The Food and Drug Administration recently approved tafasitamab-cxix (Monjuvi) in combination with lenalidomide for the treatment of adults with relapsed or refractory diffuse large B-cell lymphoma (DLBCL) not otherwise specified, including DLBCL arising from low-grade lymphoma, who are not eligible for autologous stem cell transplant (ASCT).
In an interview, Ann S. LaCasce, MD, a lymphoma specialist, associate professor of medicine at Harvard Medical School, and director of the Dana-Farber/Massachusetts General Brigham fellowship in hematology/oncology, discussed the drug and its approval:
Question: How common is relapsed or refractory DLBCL? Have there been any changes in the rates of this disease in recent years?
Dr. LaCasce: Approximately 40% of patients with DLBCL will have relapsed or refractory disease. The rates of lymphoma have been rising over the past several decades for unclear reasons. As this is a disease predominantly of older adults, increasing life expectancy likely plays a role. Environmental factors may also be contributing.
Q: How long do patients with relapsed or refractory DLBCL who are not eligible for stem cell transplant usually survive?
Dr. LaCasce: This is highly variable, though it’s estimated to be approximately 1 year. Some patients will be cured with autologous transplantation or CAR-T cells. The pace of the disease can be highly variable, with some patients responding to multiple lines of therapy whereas others may have rapidly progressive refractory disease.
Q: What makes patients with relapsed or refractory DLBCL ineligible for ASCT?
Dr. LaCasce: To be eligible, patients need to be younger than 70-75 years or so without significant comorbidities and must have chemotherapy-responsive disease. More than half of patients will not fit these criteria.
Q: Can you briefly describe the L-MIND study that led to the approval of tafasitamab-cxix?
Dr. LaCasce: This was a single-arm, phase 2 study of tafasitamab plus lenalidomide in patients with relapsed/refractory DLBCL status after one to three prior regimens who were not candidates for ASCT. Patients received tafasitamab until progression and up to 1 year of lenalidomide.

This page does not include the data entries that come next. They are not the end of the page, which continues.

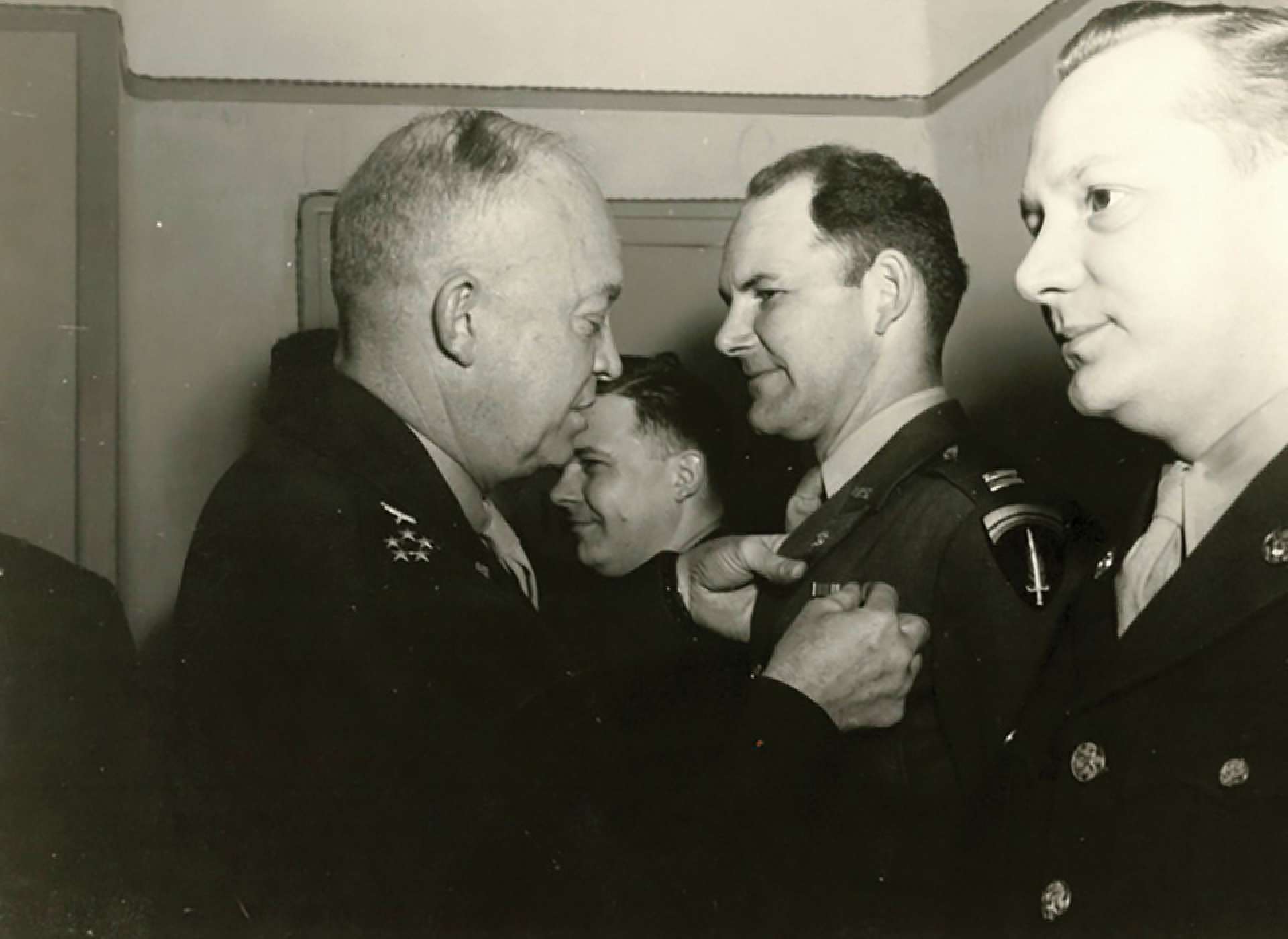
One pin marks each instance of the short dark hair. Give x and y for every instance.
(1250, 46)
(411, 190)
(866, 203)
(680, 411)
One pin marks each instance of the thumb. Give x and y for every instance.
(759, 554)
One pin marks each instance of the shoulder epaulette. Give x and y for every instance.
(1026, 533)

The median age was 72 years, and 50% of patients had received only one prior line of therapy.
The overall and complete response rates in 80 patients treated were 60% and 43%, respectively. The median progression-free survival was approximately 1 year. Nearly half of patients required dose reduction of lenalidomide, and about a quarter discontinued the drug. Twenty-five percent of patients discontinued therapy for adverse events.
Q: What’s the toxicity profile of tafasitamab-cxix?

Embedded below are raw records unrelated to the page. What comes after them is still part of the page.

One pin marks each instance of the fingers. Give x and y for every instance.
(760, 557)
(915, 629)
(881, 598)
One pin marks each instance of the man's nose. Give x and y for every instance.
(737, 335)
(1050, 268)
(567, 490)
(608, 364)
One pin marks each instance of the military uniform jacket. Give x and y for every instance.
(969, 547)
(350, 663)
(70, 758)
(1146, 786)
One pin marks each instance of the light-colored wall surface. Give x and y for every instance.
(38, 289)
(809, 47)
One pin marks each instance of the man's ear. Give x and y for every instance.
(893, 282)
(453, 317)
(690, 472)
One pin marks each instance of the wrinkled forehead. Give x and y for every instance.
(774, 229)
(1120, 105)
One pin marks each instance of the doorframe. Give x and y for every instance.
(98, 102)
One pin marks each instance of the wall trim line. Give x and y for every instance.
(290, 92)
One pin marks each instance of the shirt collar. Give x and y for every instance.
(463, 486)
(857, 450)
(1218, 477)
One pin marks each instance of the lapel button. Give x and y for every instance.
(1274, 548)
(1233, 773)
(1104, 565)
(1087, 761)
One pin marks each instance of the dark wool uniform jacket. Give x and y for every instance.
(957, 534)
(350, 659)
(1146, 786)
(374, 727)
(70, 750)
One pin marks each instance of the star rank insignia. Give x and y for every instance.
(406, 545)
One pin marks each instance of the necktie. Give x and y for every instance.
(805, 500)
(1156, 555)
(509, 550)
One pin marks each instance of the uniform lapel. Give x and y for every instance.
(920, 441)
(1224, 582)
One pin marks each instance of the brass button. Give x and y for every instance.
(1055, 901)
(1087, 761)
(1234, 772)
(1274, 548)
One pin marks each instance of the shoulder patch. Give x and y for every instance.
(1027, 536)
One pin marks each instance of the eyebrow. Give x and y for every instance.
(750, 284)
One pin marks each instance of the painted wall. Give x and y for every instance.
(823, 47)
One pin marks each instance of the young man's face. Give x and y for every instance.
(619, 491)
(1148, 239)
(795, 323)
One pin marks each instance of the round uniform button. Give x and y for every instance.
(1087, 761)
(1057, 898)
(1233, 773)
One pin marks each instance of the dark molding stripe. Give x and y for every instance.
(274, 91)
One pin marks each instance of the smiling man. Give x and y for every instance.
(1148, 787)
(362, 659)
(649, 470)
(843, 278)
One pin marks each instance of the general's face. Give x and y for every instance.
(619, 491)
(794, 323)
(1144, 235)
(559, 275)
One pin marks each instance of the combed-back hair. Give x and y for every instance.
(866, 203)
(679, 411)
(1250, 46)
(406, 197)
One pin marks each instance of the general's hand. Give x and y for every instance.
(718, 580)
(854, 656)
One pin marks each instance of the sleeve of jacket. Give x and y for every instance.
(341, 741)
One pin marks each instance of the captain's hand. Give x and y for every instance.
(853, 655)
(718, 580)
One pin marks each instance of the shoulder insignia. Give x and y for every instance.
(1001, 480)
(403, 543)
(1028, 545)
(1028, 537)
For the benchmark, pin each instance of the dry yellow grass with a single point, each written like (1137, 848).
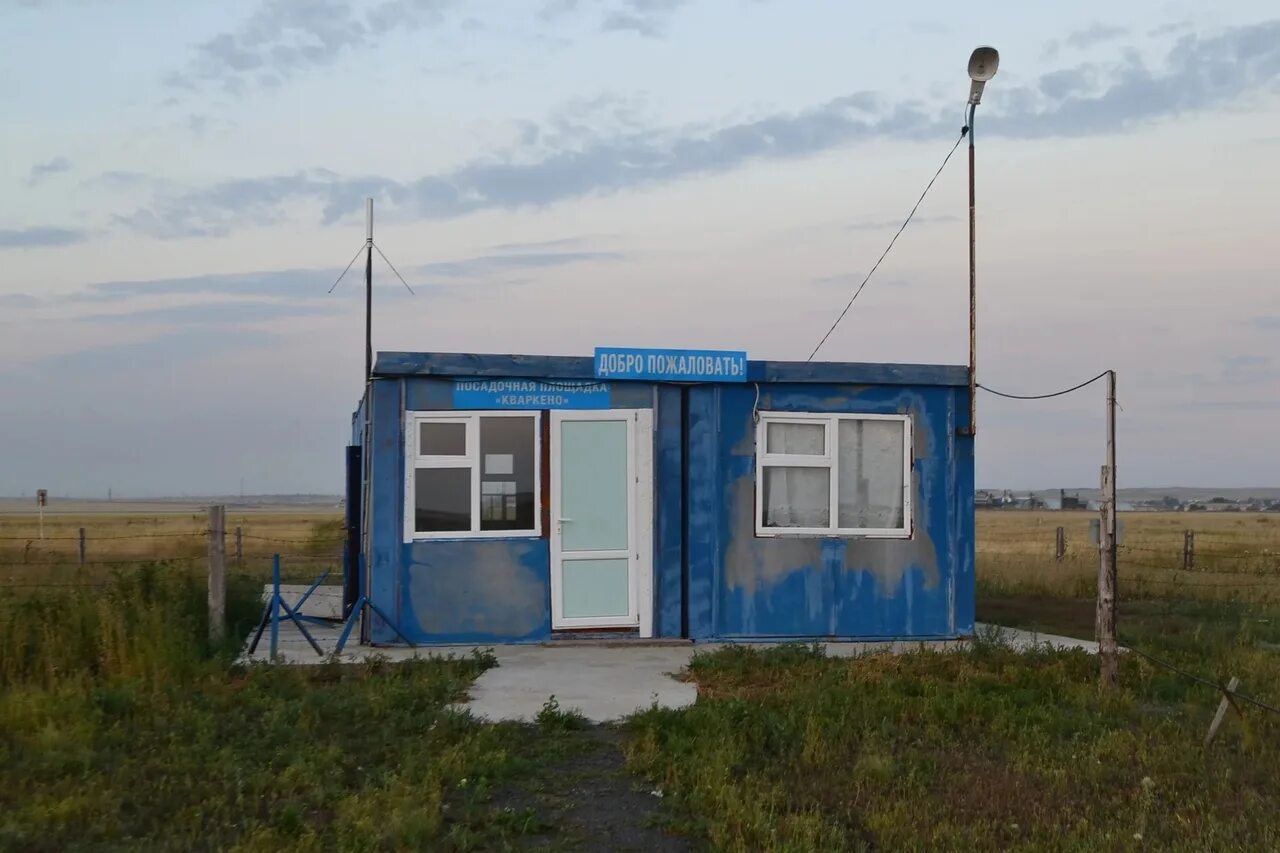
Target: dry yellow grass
(1237, 553)
(117, 541)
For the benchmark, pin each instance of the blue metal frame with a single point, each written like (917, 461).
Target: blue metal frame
(487, 366)
(272, 616)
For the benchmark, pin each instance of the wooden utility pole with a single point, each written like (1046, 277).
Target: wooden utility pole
(216, 573)
(1106, 616)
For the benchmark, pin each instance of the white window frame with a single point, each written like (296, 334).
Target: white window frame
(472, 459)
(827, 460)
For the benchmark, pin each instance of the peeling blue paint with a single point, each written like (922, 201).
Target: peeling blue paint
(712, 575)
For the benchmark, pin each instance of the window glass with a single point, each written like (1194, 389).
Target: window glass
(871, 456)
(437, 438)
(798, 439)
(796, 497)
(507, 464)
(442, 500)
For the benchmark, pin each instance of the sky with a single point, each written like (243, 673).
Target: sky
(183, 183)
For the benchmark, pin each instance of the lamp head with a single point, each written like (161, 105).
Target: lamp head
(982, 67)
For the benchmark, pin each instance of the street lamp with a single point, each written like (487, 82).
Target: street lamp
(982, 67)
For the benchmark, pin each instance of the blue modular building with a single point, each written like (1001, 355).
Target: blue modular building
(504, 498)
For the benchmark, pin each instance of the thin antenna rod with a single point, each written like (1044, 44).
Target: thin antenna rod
(369, 288)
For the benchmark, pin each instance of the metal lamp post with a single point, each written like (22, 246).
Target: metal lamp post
(982, 67)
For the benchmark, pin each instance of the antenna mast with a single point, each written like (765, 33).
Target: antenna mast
(369, 288)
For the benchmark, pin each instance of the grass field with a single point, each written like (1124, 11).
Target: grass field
(122, 728)
(307, 541)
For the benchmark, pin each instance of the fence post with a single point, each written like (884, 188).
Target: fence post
(1106, 612)
(216, 573)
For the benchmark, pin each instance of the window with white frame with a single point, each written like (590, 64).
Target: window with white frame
(833, 475)
(472, 474)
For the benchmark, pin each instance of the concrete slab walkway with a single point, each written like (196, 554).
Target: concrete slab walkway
(603, 680)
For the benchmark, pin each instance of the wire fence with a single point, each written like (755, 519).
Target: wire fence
(94, 559)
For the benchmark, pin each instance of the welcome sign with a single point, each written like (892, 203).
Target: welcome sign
(671, 365)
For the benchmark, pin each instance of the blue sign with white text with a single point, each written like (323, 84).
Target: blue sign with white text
(671, 365)
(529, 393)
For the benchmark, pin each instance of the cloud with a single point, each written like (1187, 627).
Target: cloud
(1198, 73)
(307, 284)
(647, 18)
(1095, 35)
(1242, 363)
(215, 210)
(282, 39)
(41, 237)
(142, 356)
(510, 263)
(543, 245)
(42, 170)
(849, 279)
(238, 313)
(282, 283)
(885, 224)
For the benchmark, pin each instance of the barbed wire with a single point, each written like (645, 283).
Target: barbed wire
(112, 538)
(1200, 679)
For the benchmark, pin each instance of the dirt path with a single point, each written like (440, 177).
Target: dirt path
(588, 801)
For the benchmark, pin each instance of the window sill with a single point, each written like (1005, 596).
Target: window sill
(773, 533)
(521, 536)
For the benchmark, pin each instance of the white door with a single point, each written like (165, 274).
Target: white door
(602, 519)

Dr. LaCasce: The most common adverse events were infusion reactions and myelosuppression, which are managed with standard approaches to incident rate ratios with steroids, antihistamines, etc. Myelosuppression can occur, but in this combination is mostly driven by lenalidomide, which is dose reduced or discontinued.
Q: Where does tafasitamab-cxix fit in the treatment paradigm for relapsed or refractory DLBCL? How does it compare with other available options?
Dr. LaCasce: This is an option for patients who are not candidates for potentially curative approaches, including ASCT and CAR T-cell therapy. There are patients not eligible for ASCT who may be appropriate for CAR-T.
Tafasitamab plus lenalidomide requires frequent visits, particularly during the first 3 months, and then every other week until progression. The dose of lenalidomide will not be tolerable for many of these patients.
Other options in this population include polatuzumab plus bendamustine/rituximab or possibly selinexor. The former has similar activity and is time limited, though many patients will not tolerate the full dose of bendamustine. In the study leading to approval, selinexor had a much lower response rate of approximately 30%, and the patient population was much more favorable, given that eligibility required 60-98 days after last therapy before enrolling.
The only approval specific for nontransplant patients is tafasitamab/lenalidomide.
Q: From a cost standpoint, how does tafasitamab compare with other options in this patient population?
Dr. LaCasce: I don’t have exact figures, but all options are very expensive. CAR-T is the most expensive. Given the ongoing therapy of tafasitamab until progression, the cumulative cost could be very high. Polatuzumab plus bendamustine/rituximab and selinexor are also very costly.
Q: What other drugs are in development for relapsed or refractory DLBCL?
Dr. LaCasce: Novel CAR T-cell therapies, including lisocabtagene maraleucel that is at the FDA, are in development. Bispecific antibodies (REGN1979 and mosunetuzumab), combinations with CD47 antibodies, and loncastuximab tesirine are all in phase 2 trials.
Dr. LaCasce has disclosed no relevant financial relationships.